I saw that yesterday but didn't want to bother you.

----------


## JEK

Amazon just passed the point where they are selling more bits than atoms.

----------


## Dennis

Go talk to the folks at Blockbuster.*


*For the younger folks out there, Blockbuster was a "building" where you could go walk through aisles and aisles of videos on "DVD's". Then you could rent the movie for three days for about $3.00. Walk around any strip center in your area and you'll see empty spaces that used to be video stores.

----------


## JEK

Also, another name from the past: Tower Records.

----------


## JEK

And on the horizon: iTchotchke

----------


## Eve

How will I justify my coffee and cookie if I am not reading a book in the store!

----------


## MIke R

> I saw that yesterday but didn't want to bother you.




the truth of the matter is, and it pains  me to admit it...is the very second that bookstore space gets gobbled up by our toy/hobby store, the income  per square foot of that space will go significantly up......I cant get around the truth in that...

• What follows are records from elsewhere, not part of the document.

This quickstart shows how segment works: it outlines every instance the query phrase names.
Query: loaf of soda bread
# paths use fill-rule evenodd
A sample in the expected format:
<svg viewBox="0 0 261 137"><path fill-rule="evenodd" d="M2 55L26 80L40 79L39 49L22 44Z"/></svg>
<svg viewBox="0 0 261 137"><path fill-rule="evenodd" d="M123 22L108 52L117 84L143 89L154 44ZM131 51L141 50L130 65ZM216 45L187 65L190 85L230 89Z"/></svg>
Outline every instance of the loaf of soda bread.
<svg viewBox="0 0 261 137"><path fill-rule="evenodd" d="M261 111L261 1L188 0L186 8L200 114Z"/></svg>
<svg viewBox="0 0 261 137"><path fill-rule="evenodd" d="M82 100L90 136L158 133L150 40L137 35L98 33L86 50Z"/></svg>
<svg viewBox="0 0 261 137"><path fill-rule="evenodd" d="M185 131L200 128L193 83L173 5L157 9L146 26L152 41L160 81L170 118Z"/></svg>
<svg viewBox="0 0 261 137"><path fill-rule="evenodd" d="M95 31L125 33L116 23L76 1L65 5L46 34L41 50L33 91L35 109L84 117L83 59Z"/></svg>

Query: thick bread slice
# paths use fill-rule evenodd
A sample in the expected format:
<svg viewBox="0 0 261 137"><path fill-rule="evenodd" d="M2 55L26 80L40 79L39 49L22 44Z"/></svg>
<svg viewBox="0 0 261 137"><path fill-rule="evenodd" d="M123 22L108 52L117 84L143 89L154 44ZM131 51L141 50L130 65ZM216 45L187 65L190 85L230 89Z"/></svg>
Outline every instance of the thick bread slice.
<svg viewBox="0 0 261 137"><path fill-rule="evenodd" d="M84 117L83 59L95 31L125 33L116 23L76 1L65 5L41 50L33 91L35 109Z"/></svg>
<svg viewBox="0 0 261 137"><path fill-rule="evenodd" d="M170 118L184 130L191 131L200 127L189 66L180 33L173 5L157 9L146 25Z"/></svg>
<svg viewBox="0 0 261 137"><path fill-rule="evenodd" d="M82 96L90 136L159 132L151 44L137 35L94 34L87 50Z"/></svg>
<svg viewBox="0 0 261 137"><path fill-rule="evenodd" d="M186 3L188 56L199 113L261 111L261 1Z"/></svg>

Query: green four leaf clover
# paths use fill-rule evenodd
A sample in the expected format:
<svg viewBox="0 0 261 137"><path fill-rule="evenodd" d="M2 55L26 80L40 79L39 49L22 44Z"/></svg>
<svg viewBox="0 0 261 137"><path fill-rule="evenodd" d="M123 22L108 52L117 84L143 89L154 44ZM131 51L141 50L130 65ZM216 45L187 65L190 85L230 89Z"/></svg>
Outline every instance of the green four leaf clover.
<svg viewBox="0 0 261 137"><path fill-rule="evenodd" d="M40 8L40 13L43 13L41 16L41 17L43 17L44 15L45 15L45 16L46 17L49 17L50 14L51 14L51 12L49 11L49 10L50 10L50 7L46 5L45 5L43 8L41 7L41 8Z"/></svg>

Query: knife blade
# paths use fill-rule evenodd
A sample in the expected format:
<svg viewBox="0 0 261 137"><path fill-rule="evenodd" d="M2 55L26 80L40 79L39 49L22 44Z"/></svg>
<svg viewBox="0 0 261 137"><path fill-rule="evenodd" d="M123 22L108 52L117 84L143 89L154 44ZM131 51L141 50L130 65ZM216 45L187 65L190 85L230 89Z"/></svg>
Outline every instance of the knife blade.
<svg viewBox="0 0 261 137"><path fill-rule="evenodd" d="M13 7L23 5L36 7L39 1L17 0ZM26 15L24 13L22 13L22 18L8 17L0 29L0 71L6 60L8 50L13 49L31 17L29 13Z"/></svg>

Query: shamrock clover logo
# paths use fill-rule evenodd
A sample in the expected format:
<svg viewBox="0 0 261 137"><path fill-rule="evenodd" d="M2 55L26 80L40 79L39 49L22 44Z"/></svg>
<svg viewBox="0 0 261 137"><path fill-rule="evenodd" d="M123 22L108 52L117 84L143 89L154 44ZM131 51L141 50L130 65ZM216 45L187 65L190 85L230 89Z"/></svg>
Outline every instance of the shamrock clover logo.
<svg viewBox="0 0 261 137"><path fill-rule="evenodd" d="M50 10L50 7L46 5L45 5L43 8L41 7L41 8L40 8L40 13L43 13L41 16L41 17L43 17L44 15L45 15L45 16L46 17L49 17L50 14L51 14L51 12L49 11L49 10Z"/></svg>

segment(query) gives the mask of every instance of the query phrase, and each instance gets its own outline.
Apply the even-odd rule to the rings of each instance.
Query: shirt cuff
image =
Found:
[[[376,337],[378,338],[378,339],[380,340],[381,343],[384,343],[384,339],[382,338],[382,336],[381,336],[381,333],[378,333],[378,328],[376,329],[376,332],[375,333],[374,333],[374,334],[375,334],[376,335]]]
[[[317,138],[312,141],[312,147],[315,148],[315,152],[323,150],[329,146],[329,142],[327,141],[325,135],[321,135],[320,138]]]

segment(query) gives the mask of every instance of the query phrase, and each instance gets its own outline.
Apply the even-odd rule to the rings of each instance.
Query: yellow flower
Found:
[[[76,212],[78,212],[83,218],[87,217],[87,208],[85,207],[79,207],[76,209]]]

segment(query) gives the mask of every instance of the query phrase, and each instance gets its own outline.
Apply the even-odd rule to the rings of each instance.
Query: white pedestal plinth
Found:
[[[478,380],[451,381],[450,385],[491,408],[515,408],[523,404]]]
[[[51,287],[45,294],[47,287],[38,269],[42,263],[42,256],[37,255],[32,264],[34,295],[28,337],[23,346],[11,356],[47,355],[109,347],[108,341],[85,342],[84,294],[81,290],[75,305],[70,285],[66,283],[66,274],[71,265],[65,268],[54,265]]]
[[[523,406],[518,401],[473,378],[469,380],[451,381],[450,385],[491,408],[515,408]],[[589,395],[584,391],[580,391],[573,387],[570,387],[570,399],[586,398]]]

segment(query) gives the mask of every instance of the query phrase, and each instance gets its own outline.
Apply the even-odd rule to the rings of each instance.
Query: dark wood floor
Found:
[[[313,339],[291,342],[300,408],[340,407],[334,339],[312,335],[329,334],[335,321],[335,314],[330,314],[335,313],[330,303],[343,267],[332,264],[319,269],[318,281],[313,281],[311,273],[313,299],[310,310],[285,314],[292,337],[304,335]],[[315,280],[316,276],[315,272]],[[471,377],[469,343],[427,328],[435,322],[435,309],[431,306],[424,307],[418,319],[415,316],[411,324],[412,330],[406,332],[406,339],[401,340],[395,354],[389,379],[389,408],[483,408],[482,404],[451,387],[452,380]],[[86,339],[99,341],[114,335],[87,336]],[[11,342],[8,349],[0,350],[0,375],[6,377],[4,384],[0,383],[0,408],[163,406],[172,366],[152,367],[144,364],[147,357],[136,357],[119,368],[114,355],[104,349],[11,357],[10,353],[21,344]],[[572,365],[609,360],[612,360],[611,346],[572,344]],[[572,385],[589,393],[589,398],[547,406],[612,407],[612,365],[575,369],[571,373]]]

I just love my bookstore..it will break my heart if it comes to this.....not my wallet..but my heart

----------


## MIke R

we are going to get the point some day soon where our lives will not be tactile at all..we  will _feel_ nothing...it will all be electronically delivered..both in and out.....I had kids on the boat the other day texting each other from bow to stern rather than talking

----------


## Rosemary

That is depressing. Where is your bookstore and what is the name?

----------


## MIke R

its in New Hampshire in a Ski and Golf Resort...
http://www.bookmongernh.com/THE_BOOK.../About_Us.html

http://www.bookmongernh.com/THE_BOOKMONGER/Welcome.html

----------


## JohnC

Is that a young Lena posing for the picture?

----------


## MIke R

yep

----------


## Eve

VERY COOL!

----------